The AFP will also procure 50,629 units of M4 caliber 5.56mm assault rifles for P1.94 billion (P38,402.13/unit), which is significantly lower than the P3.19 billion (P63,000/unit) ABC. This is a result of the AFP’s strict adherence to transparent and accountable bidding process.
Looks like the interests of Aquino II on guns and the military are clearly manifested in the accomplishments.
As of April 2013, PhilHealth enrollment rate was 81 percent or 79.13 million of the projected population, higher compared to the 62-percent enrollment rate or 57.20 million of the projected population in 2010.
On 19 June 2013, the President signed RA 10606 (An Act Amending the National Health Insurance Act of 1995), which mandates the provision of comprehensive health care services to all Filipinos through a socialized health insurance program that will cover the health care needs of the underprivileged, sick, elderly, persons with disabilities (PWDs), women, and children and provide free health care services to indigents.
The passage of the Sin Tax Law (RA 10351), which raises taxes of cigarettes and liquor to fund priority health projects.
The passage of the Responsible Parenthood and Reproductive Health Act of 2012 (RA 10354) which guarantees universal access to methods on contraception, fertility control, sexual education and maternal care.
So why should there be an increase in the premiums of Philhealth when the Sin Tax Law was principally passed for health reasons?
Aquino II pursued Pocket Open Skies Policy (EO 29, s. 2011) to increase air connectivity of local tourist destinations, which has so far generated: 14.75-percent increase in incoming and outgoing flights from 69,446 flights in January to June 2011 to 79,690 flights in January to June 2012. Increase in passenger traffic growth (inbound and outbound) in 2011 compared to 2010—international: 9.7 percent and domestic: 13.3 percent. Increase in the number of aviation players in the country, which include new local aviation players (e.g., AirAsia Philippines); expansion of existing services (e.g., Seair, previously only a domestic operator became a new international operator); and more foreign airline operators in the country (e.g., All Nippon Airways, Tiger Airways, Jin Air, Air Busan Co., Ltd.).

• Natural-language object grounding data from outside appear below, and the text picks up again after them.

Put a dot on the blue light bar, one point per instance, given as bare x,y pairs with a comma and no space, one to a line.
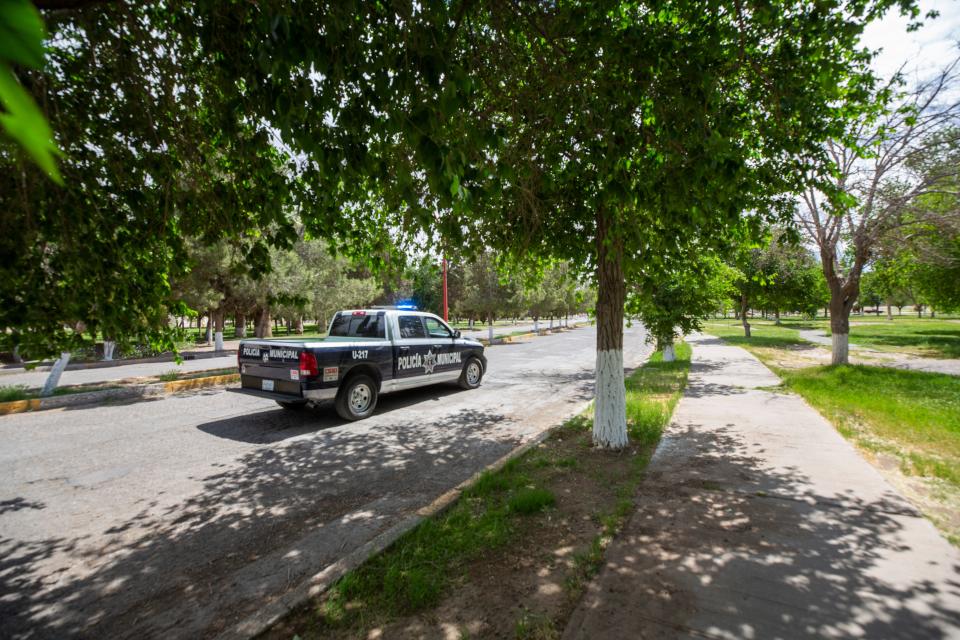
406,305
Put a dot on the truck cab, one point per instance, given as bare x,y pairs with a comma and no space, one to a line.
367,352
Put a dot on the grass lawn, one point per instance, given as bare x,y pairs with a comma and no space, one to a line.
537,526
925,338
910,417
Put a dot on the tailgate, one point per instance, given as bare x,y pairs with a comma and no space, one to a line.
270,367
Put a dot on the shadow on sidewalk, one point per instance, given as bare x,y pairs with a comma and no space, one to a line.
726,547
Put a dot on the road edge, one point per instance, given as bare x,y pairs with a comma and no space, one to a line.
318,583
152,390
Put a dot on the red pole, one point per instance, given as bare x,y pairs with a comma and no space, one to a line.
445,318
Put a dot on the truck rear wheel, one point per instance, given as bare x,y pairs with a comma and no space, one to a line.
472,374
357,399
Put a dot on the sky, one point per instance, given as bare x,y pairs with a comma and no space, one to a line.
925,50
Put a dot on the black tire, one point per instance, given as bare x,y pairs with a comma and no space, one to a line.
472,374
357,398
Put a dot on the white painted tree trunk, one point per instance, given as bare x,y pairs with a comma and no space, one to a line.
53,379
610,406
841,348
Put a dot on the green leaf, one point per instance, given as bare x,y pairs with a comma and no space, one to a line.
24,122
21,34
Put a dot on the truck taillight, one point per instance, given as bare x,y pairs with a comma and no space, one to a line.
308,364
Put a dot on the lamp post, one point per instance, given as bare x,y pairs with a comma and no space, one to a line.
445,308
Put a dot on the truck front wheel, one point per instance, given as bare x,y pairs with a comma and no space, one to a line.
472,374
357,399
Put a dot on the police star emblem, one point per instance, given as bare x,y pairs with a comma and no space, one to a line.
429,362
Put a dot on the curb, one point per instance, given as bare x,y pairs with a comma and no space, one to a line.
530,334
318,583
155,389
10,369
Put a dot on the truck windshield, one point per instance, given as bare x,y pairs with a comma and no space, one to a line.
351,326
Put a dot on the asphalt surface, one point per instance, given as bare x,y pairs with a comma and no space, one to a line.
178,517
37,377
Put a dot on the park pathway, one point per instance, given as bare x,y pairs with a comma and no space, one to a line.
886,358
758,520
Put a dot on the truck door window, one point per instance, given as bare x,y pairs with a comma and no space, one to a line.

These initiatives have contributed to the increase in international tourist arrivals that reached 3.9 million in 2011, 11-percent higher than the 3.5 million posted in 2010, and 2.144 million in the first semester of 2012, which is 11.7-percent higher than the 1.919 million posted in the same semester in 2011. This is also 47 percent of the 4.6 million target international tourist arrivals in 2012.
But compared to our neighbors, ours is still a speck in the huge tourism market. Why? Because of infra, just look at the three terminals of NAIA and you get the drift.
These are what Aquino II started and accomplished. Define burn out and I will tell you your work ethic.